Deutlich dialogischer als Walter Kardinal Kasper verfährt sein Nachfolger im Amt des Präsidenten des Päpstlichen Rates zur Förderung der Einheit der Christen, Kurt Koch. Seine nachdenklichen Reflexionen zum Thema »Die Gottesfrage in Gesellschaft und Kirche« nehmen auch Texte aus der Feder evangelischer Theologen wahr. Dies lässt für die ökumenische Arbeit des Vatikans hoffen. Koch diskutiert diverse Aspekte, die für die Thematisierung der Gottesfrage in den heutigen Gesellschaften Europas und in der Kirche der Gegenwart von Bedeutung sind. So stellt Koch im Blick auf die heutigen europäischen Gesellschaften seine Sicht auf die Pluralität der Öffentlichkeit, die Säkularisierung und Privatisierung des Gottesglaubens oder die Dominanz des Relativismus dar. Im Blick auf die Kirche hebt Koch den »Primat der Gottesfrage in der Kirche« (48) hervor, beklagt jedoch auch zugleich die Gotteskrise in der heutigen Kirche. Dagegen macht Koch, Wolfhart Pannenberg rezipierend, einen Gottesbegriff stark, der Gott als den Gott der Geschichte begreift und insofern zugleich als Wahrheit der Geschichte versteht, die in Jesus Christus erschienen ist. Von diesem Gottesbegriff aus präsentiert Koch dann weitere Überlegungen zum christlichen Gottesglauben im interreligiösen Dialog, in dem es den trinitarischen Gottesgedanken zu bewahren gilt, weil er zum innersten Selbstverständnis des christlichen Glaubens gehört.

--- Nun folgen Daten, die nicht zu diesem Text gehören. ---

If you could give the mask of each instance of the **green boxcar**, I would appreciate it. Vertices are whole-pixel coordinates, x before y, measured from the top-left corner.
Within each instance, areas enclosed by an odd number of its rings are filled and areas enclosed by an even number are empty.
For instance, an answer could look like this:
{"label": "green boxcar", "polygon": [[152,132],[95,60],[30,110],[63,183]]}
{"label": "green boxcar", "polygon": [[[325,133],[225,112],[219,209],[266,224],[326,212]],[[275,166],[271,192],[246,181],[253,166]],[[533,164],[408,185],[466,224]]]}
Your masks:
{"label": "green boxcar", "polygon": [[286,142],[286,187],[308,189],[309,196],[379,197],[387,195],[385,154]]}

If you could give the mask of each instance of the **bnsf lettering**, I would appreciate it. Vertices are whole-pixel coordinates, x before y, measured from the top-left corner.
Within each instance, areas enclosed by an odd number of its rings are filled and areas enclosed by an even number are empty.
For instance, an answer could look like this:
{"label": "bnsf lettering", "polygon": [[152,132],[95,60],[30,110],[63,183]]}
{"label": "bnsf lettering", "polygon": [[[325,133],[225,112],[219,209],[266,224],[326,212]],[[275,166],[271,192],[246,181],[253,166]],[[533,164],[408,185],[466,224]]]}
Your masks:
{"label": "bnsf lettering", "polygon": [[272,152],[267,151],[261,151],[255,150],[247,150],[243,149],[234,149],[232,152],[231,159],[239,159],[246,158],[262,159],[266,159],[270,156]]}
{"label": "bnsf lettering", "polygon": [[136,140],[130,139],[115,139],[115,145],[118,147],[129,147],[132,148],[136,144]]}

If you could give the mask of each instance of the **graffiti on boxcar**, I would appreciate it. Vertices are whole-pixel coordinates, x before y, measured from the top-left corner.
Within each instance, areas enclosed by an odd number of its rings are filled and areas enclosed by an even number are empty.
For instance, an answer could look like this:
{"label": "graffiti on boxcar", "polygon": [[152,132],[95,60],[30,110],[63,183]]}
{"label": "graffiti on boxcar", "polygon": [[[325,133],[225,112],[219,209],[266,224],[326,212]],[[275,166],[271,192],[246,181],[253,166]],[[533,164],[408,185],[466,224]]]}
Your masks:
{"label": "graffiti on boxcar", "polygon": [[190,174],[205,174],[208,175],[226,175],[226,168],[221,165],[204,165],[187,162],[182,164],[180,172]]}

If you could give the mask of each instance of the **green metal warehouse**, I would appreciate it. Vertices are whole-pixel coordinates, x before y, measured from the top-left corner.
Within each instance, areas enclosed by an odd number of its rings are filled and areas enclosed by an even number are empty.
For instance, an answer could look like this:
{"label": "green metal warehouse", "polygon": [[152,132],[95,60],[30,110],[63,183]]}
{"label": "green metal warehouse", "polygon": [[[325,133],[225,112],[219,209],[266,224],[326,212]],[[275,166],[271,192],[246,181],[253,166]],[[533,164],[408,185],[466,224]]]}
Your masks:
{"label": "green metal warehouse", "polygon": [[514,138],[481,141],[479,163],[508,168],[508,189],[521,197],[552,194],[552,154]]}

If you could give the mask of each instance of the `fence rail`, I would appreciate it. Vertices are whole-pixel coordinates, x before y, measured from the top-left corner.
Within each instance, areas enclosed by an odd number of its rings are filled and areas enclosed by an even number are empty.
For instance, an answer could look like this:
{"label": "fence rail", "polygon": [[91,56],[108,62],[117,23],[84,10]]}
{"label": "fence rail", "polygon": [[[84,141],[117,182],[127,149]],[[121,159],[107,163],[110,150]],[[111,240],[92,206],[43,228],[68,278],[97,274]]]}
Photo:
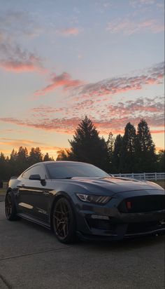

Gerhard Ludwig Müllers Beitrag trägt die Überschrift »Der vergessene Gott! Gotteserfahrungen in unserer Zeit?« Zum einen sieht Müller geistesgeschichtlich und durch Beispiele aus der Gegenwart belegt die Gottvergessenheit mit einer Vergottung des Menschen einhergehen. Zum anderen geht er der Frage nach, wie Menschen heute Gott erfahren können. Von Dietrich Bonhoeffer und Emmanuel Lévinas ausgehend reflektiert Müller dabei vor allem Einsichten aus seiner pastoralen Arbeit als Bischof.
Karl Kardinal Lehmann widmet sich in seinem Beitrag »Gott – das bleibende Geheimnis« der Diskussion des Geheimnisbegriffs in der katholischen Theologie allgemein und in der Theologie des 20. Jh.s im Besonderen, wobei er eigens den Beitrag Walter Kaspers zu dieser Diskussion würdigt.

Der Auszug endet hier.